Elijah: ‘Veel scholen zijn niet gebouwd voor ons. Zelfs op speciale scholen merk je dat ze daar niet oorspronkelijk voor gebouwd zijn. Gangen en klaslokalen zijn veel te klein, je hebt geen rustige kantine, geen goede bibliotheek waar je even rustig kan zitten, geen stilteruimte. En als er al een stilteruimte is, wordt die niet goed gesurveilleerd en wordt het een hang-zone waar kinderen kletsen. Er is weinig ruimte voor de rust die we nodig hebben.’

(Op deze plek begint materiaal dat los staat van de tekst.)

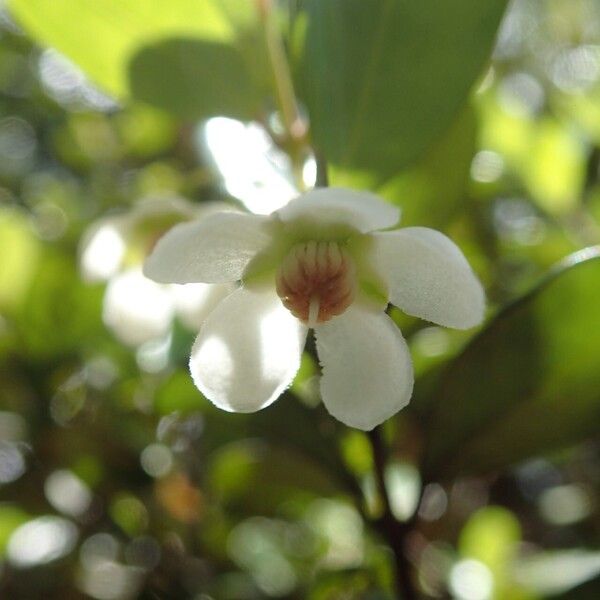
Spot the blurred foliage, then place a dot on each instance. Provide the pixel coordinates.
(118, 480)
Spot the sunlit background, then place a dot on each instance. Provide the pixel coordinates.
(119, 481)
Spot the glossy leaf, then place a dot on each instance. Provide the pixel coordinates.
(383, 79)
(528, 384)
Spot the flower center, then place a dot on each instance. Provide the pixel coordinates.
(317, 281)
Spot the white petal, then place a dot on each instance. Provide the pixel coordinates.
(336, 206)
(367, 368)
(254, 170)
(212, 250)
(136, 309)
(102, 249)
(247, 352)
(429, 277)
(195, 301)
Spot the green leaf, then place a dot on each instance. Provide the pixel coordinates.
(383, 79)
(559, 571)
(432, 190)
(195, 58)
(528, 384)
(194, 78)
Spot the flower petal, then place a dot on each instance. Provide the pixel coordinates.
(429, 277)
(102, 249)
(367, 368)
(195, 301)
(247, 352)
(136, 309)
(336, 206)
(213, 250)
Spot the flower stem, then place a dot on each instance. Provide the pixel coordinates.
(292, 121)
(391, 529)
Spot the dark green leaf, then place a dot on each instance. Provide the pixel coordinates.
(383, 79)
(528, 384)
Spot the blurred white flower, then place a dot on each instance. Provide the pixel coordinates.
(319, 263)
(135, 308)
(253, 168)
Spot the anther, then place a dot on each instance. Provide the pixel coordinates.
(317, 281)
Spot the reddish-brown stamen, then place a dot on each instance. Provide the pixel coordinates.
(317, 281)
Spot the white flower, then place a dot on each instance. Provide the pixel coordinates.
(135, 308)
(254, 170)
(318, 262)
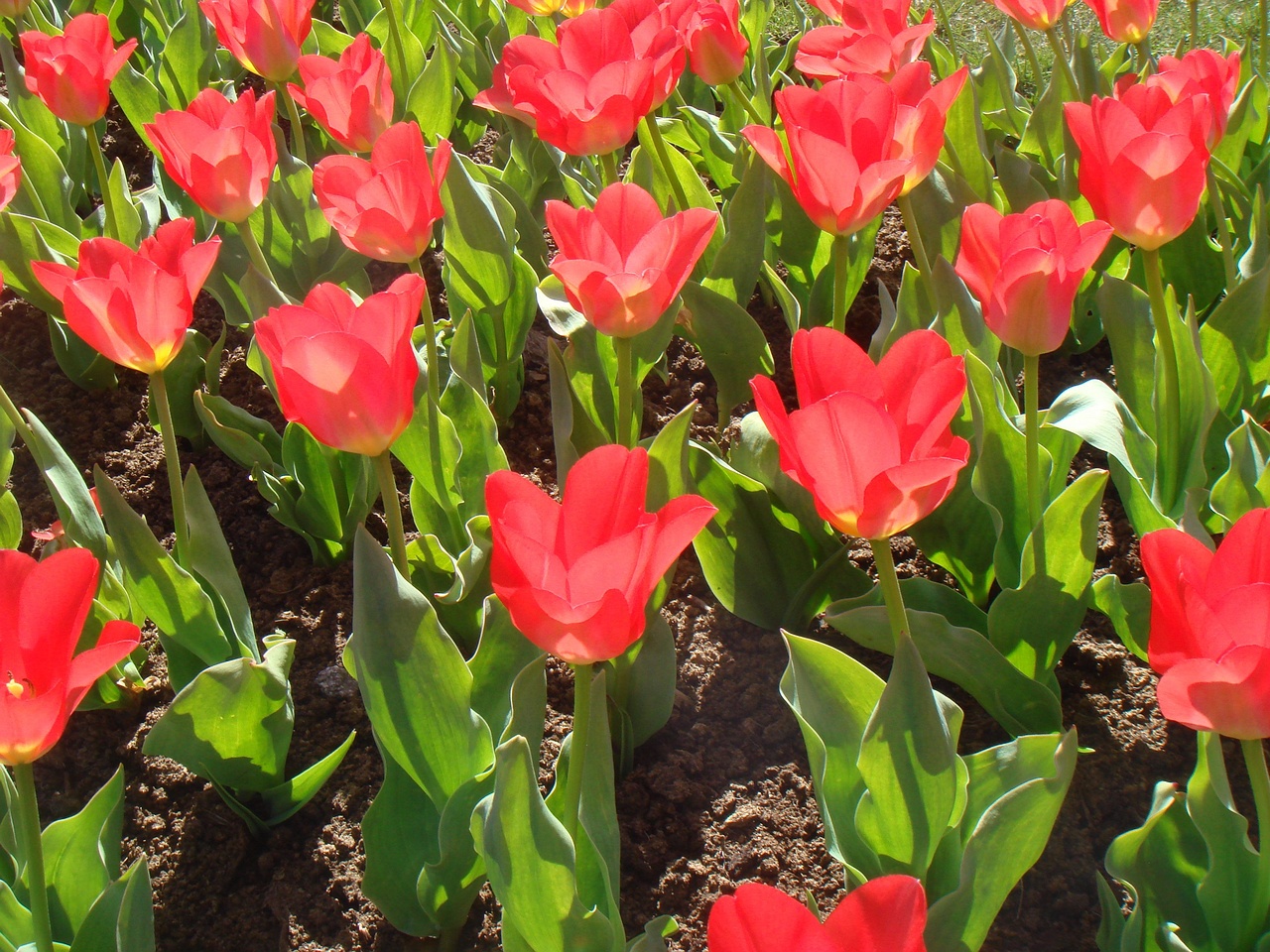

'Met autismevriendelijke architectuur kunnen álle leerlingen hun sociale batterij opladen' - Carolien Rieffe
Carolien: ‘In december schreef ik samen met Alexander Koutamanis, architect bij de TU Delft, over autismevriendelijke architectuur. Uit interviews met leerlingen met autisme wisten we al hoe belemmerend de fysieke schoolomgeving vaak is. Van hen had niemand een vriend op school, sommigen hadden op zondagavond al buikpijn. De fysieke ruimte speelt hierbij een grote rol. Leerlingen konden niet bij hun kluisje komen, botsten bij wisselen van klas tegen elkaar op, konden het schoolplein niet oversteken zonder een bal tegen zich aan te krijgen. De overprikkeling die leerlingen met autisme hierdoor ervaren, is niet te zien. Maar zij voelen ‘m wél! Een schoolgebouw dat niet is aangepast, dat is alsof je iemand in een rolstoel vraagt om zelf maar een gebouw te trappen te beklimmen en zijn weg te vinden. Autismevriendelijke architectuur, zoals geluidswerende zittenplekken op gangen en genoeg stilteruimtes, maakt dat leerlingen ruimte krijgen hun sociale batterij op te laden. Niet alleen leerlingen met autisme hebben hier profijt van, maar ook veel andere leerlingen.’